The Air Force downsizing “will touch airmen in every region,” James said.

“But with that said, because this is such an important region, we man at 100 percent here in the Pacific,” she said. So regardless of whether Pacific theater airmen leave voluntarily or are forced out, their positions will ultimately be refilled, she said.

“I project that the downsizing should be done on the military side certainly by next summer, which is good news because I want our airmen focused on their families and their jobs and their own development and not worrying about the uncertainties of the future,” James said.

The Air Force faces a quandary in losing women after they’ve served about seven to 10 years. The attrition rate for women is twice as high as men at that mid-career level, she said.

“So we need to bore down and figure out why that’s happening and how can we turn that around,” she said, turning to face Robinson, whom she had nominated for the PACAF position. “Because, of course, to produce more Gen. Robinsons in future years, you’ve got to make sure that we retain some of these terrific women.

“I’m not satisfied that we have enough in the senior ranks at the moment. We’re probably better than the other services at the moment, but that’s still not good enough.”

The Air Force currently doesn’t allow women to hold the positions of combat rescue officer, special tactics officer and special operations weather officer, along with several enlisted positions: combat controller, tactical air command and control party, pararescue and enlisted special operations weather.
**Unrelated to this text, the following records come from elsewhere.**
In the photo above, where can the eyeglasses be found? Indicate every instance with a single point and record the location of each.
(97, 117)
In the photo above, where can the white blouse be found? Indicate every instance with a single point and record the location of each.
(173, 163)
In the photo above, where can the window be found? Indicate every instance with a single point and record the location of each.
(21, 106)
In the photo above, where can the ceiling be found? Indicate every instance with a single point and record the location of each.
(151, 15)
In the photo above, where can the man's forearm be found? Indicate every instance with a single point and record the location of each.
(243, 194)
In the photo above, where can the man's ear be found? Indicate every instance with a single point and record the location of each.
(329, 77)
The Air Force has stated it will open those fields to women at the beginning of 2016.

James said the Air Force is working on “gender-neutral standards” for those fields.
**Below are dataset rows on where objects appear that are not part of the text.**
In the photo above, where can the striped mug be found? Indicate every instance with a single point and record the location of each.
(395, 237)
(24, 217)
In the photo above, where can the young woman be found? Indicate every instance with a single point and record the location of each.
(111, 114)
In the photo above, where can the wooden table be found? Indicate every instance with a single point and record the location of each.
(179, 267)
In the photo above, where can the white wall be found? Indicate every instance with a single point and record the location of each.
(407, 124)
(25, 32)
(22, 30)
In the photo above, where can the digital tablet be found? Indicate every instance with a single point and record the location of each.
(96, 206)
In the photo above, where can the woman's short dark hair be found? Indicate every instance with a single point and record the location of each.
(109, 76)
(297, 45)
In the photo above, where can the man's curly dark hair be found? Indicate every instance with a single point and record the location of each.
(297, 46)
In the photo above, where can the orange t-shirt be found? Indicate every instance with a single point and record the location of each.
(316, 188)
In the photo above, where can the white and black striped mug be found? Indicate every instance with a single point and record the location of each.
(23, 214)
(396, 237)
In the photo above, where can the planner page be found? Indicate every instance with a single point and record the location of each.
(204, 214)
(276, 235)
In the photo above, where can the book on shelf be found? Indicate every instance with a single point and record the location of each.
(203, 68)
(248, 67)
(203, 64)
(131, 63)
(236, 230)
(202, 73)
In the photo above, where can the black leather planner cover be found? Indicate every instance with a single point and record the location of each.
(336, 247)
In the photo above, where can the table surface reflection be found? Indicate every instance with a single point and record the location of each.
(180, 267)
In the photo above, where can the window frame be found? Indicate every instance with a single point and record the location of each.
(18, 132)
“That is to say, whatever the standard is, it will be the same for men and women, but then let’s see if we can’t open it up and let qualified applicants compete,” she said.

James said her three priorities have been taking care of personnel, assuring combat readiness and making every dollar count.

To achieve that third aim, the nation needs another round of base closures and realignments, she said.

“I’ve had a whole part of my career in the private sector, and I can tell you without question, a business would never spend money on leases or on buildings that were no longer needed at the expense of reinvesting those dollars in their people and their technology and in their future,” she said.

The Defense Department estimates it has about 24 percent excess capacity worldwide, she said, representing a huge outlay of money each year for building maintenance and leases “that we don’t need for the future.”

Defense Secretary Chuck Hagel told a group of troops Sunday that he was going to ask Congress to establish a base-closure committee.

Congress has expressed little desire to undertake another round of closures because they ultimately mean the loss of jobs in the districts they represent.

But the Defense Department will again face forced sequestration funding cuts for fiscal year 2016, which begins next October, unless Congress and the White House can agree on a deal to provide needed revenues. The projected cost savings from base closures could end up being a part of that deal.

Pentagon officials have said another round of cuts in personnel and equipment will affect readiness.

“Sequestration remains the law of the land in FY16, and unless Congress passes a new law to eliminate it or change it or lift it, we will be back to where we were, and that concerns me a great deal about our current readiness,” James said.